Trina and Damon were an obvious pair. The two cocaine addicts who giggled a lot and were pretty nice to Renny grabbed hands. George, the outcast, looked toward Renny who looked away, realizing there was an odd number; George was paired with Lana, the very quiet, beautiful one who moved in slow motion like she was underwater and never told anyone why she was there.
“Did your ma
th wrong, Jilly,” Renny said, kicking out his boots and running his palm over the smooth splinters of hair poking out of his skull.
“No, you’ll be my partner, Renny,” Jill said. He blanched.
“I don’t want to do it,” he said.
“It’s tonight’s activity,” Jill said. Her eyes were tired from crying about Matthew. “Do you want to go first, or shall I?”
“You go. Get blindfolded,” Renny said. She selected a blue bandanna from the stack. “Do you trust me, Jilly?” he asked.
“Yes,” she said, tying the cloth at the back of her head and letting the triangles fall over most of her face. She stood directly in the middle of the room, arms straight down her sides. “Please don’t call me Jilly, Renny. Lead me around. I trust you.”
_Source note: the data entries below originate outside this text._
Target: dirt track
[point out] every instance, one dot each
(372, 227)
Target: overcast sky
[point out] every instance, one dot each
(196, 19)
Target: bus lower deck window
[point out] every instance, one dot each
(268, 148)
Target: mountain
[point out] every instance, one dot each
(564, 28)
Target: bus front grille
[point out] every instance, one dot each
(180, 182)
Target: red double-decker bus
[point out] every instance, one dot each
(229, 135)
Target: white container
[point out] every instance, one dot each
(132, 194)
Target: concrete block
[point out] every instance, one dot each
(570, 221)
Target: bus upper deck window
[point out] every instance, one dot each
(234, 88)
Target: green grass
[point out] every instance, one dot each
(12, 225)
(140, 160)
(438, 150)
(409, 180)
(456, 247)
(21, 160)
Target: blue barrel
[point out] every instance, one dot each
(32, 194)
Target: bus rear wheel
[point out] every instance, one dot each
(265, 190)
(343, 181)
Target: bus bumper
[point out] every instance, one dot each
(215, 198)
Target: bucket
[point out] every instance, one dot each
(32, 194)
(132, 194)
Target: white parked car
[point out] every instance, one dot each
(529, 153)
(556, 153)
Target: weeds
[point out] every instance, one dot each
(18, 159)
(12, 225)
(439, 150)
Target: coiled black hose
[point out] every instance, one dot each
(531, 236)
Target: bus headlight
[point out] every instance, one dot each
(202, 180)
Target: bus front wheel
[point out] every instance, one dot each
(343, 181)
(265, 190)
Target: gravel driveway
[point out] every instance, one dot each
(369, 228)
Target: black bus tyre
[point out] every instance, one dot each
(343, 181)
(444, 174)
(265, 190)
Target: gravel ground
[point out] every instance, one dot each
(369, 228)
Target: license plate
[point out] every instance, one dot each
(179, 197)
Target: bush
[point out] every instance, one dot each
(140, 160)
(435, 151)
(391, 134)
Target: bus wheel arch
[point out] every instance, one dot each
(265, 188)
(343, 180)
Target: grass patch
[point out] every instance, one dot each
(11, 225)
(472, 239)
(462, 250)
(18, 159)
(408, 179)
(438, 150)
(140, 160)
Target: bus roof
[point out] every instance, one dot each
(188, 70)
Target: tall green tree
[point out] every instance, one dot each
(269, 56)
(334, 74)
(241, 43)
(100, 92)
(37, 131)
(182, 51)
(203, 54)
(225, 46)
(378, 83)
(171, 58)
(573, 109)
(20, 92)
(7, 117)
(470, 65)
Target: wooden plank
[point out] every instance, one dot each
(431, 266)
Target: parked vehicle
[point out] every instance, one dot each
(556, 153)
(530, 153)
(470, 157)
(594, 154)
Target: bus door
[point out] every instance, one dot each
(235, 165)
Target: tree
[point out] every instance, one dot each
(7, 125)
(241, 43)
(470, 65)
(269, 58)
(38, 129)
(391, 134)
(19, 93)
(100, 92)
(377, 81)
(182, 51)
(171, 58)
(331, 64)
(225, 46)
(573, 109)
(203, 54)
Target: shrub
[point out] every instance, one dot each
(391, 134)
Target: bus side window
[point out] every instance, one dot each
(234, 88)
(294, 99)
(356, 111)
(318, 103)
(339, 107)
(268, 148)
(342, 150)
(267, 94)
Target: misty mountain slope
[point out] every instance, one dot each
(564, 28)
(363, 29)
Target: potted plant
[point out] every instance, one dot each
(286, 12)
Her mother had taken her to lunch that day. Jill hadn’t wanted to mention the breakup with Matthew.
“I forget, honey, is he cute?” her mother asked, bright eyes boring into her daughter. Jill had never brought Matthew home to be scrutinized.
“He’s not blond,” Jill said, “if that’s what you mean.”
“I don’t know what you mean,” her mother said, “I’m sure he’s a very nice boy. His parents come from where, again?”
“I don’t know.” Jill wished she could lay her cheek down on her plate and just rest there with the cold porcelain. “Whatever. It’s not serious.” Her voice was fading.
“But do you want it to be?” Mrs. Cohen asked, a piece of French bread stilled in her hand.
“Doesn’t really matter, does it, whether or not I want it to be. It’s not.”
“Well, it could always become serious, right?” She scooped up some white butter with her knife and spread it on the bread. “Does he talk about commitment?”
“We broke up yesterday, Mother,” Jill said finally. “It’s not an issue. We’re broken up. Stop asking questions.”